The nozzle forming plate 20 is a flat plate having a plurality of ejection openings 20a formed at predetermined intervals. The pressure generating chamber 21a, the side wall (partition wall) 21b, the container 2] c, and the introduction path 21d are formed by etching. A plurality of pressure generating chambers 2 1 a are provided corresponding to the above-mentioned discharge openings 20 a and are spaces for storing the discharge liquid before discharge. The side wall 2 1 b is a space for separating the pressure generating chambers 2 a. The container 2 1 c is a flow path for supplying the discharge liquid to each of the pressure generating chambers 21 a. The introduction path 2 1 d is a person for supplying the discharge liquid into each pressure generating chamber 21a from the container 21c. The vibrating plate 22 is a thin plate that is elastically deformable, and is next to the pressure generating chamber forming plate 2]. That is, the nozzle forming plate 20 and the pressure generating chamber -12- (9) 200410833 the forming plate 21 and the vibration plate 22 have a three-layer structure bonded with an adhesive. Further, a transmission unit 2 3 ′ is provided on the upper surface of the vibration plate 2 2, and the surface of the vibration plate 22 corresponding to each pressure generating chamber 2 1 a can be faced by a piezoelectric element in the transmission unit 23. Deformed in the vertical direction. The nozzle forming plate 20, the pressure generating wall forming plate 21, the vibration plate 22, and the transmission unit 23 are all housed in the housing 24 to form an integrated showerhead Ί.

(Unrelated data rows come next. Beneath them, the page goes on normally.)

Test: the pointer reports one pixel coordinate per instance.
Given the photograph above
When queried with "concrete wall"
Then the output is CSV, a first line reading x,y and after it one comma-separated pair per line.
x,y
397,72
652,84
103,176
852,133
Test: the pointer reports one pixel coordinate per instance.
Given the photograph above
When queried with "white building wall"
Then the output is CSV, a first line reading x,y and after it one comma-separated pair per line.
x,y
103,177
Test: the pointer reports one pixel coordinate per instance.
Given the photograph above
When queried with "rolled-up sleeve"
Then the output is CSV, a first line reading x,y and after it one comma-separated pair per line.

(Detailed configuration of transmission unit 23)

FIG. 3 is a longitudinal sectional view showing a detailed configuration of the transmission unit 23. At a portion corresponding to each of the pressure generating chambers 21a of the vibration plate 22, as shown in the figure, one end of the piezoelectric element 30 is then fixed. This piezoelectric element 30 is stretched in the vertical direction by a voltage applied from the outside. The other end of the piezoelectric element 30 is then fixed to the fixed substrate 31, and the fixed substrate 31 is then fixed to the bracket 32. This bracket 3 2 is fixed to the vibration plate 2 2. Further, a driving integrated circuit 3 3 is fixed to the fixed substrate 31, and the driving integrated circuit 3 3 is supplied from the control device 8 (see FIG. 1) through a flexible cable 3 4. Various control signals or drive signals (usually drive signals or cooling drive signals). The driving integrated circuit 3 3 selects and outputs various driving signals according to the control signals described above, and various driving signals selected according to the driving integrated circuit 3 3 are supplied to each piezoelectric element through a flexible cable 34. 3 〇. In other words, the head 7 of the liquid droplet ejection device A is selectively driven to the piezoelectric element 30 by various driving signals from the -13- (10) 200410833 integrated circuit 33 for driving, so that the piezoelectric element 30 Telescopic in the up and down direction. In addition, by using the expansion and contraction of the piezoelectric element 30, the portion of the vibration plate 22 located directly below the piezoelectric element 30 will be deformed in the vertical direction, that is, perpendicular to the surface direction of the vibration plate 22, thereby being stored under pressure. The ejection liquid L of the generation chamber 2 1 a is ejected as droplets D toward the object W.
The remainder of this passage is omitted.